The Ancient Modern
Stories from the Other World / Joshua Alan Sturgill
Especially when I was a child, every story told to me had a powerful effect on the state of my heart and informed my beliefs about the world in which I lived. Every story—whether in a book or on television, whether from my friends or overheard in adult gossip. Within the narrative were always deep ideas about how the world works, what its limits were and who I could be within it.
We do not tell stories unless we believe that something vital is at stake. Even the simplest bit of news isn’t passed from one ear to another without an element of (at least perceived) necessity. Sometimes, if we are paying attention, we come to realize that what is being presented as necessary isn’t necessary at all—that it’s nonsense. Conversely, nonsense can be the perfect disguise for a needed truth.
Recently, I’ve been thinking through the story lines of some of my favorite television programs from the past or present. What makes them so appealing to me? Do I simply have nothing better to do, or am I looking for something within the storyline to answer deep desires or questions?
And do the answers given by television or movies correspond to universal Truth, or do they simply affirm what other television or movies portray for us—in a kind of self-reinforcing cultural narrative?
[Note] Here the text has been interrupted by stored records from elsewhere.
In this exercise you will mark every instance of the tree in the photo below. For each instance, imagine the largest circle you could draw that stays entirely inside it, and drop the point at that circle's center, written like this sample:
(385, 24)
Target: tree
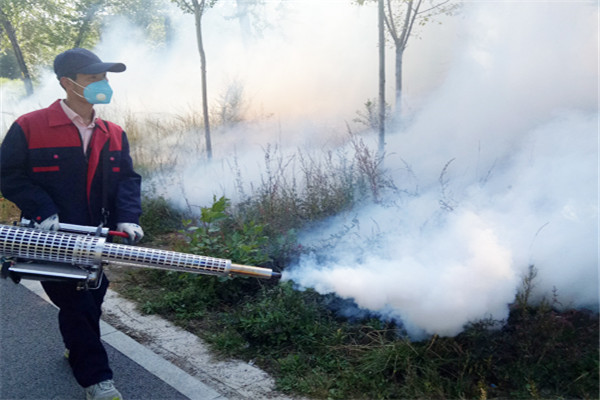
(380, 28)
(401, 17)
(5, 12)
(197, 8)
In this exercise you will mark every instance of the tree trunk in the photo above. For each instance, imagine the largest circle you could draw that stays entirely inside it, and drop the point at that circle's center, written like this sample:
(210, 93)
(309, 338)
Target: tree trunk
(381, 79)
(398, 93)
(10, 31)
(198, 11)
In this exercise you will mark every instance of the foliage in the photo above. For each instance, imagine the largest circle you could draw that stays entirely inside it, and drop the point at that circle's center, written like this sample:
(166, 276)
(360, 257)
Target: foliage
(537, 353)
(72, 24)
(158, 217)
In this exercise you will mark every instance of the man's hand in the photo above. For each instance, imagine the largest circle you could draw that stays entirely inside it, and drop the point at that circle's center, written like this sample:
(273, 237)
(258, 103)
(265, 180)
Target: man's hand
(49, 224)
(134, 231)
What I think we need (families and communities need it as much as individuals) are poetry and stories which seem to come into our own from some Other World. Another World of timeless truths, of limitless beauty and of unqualified goodness. We need stories in which that vital thing at stake is eternal, not a temporary solution, affection, triumph or peace.
Stories from the Other World do not have to be epic or abstract. They can be specific, concerned with details and with the immediate smallness of life. In some of the most vivid stories, it is the small and concrete which point toward the high and great. We should learn the art of discerning one kind of story from the other—the story that entertains from the story that transforms.
We are surrounded by stories that fail to lead us out of ourselves but rather confirm us in our insularity. But we can all recall stories that make us braver, wiser and more compassionate.
Especially when I was I child, I felt the effect of stories. Now, in my middle years, I pay less attention. But I sense that my lack of attention hasn’t changed the effect stories have on me; the effect is still there, and I may even be putting myself in danger by my lack of vigilance.
Is it possible to return to childlikeness with regard to the stories we see or hear? Is it possible to rethink our gossip, our news, our sitcoms—knowing again the incredible power they have to mold and shape us? Could we make time to engage the more difficult kinds of story—novels, ancient books and poetry? And not just make more time, but rejuvenate our mental and emotional energy for engaging these more intense and demanding storyforms?
I imagine it would be difficult to do this as individuals. Community effort will be required. Communal reading. Communal story-making and story-telling.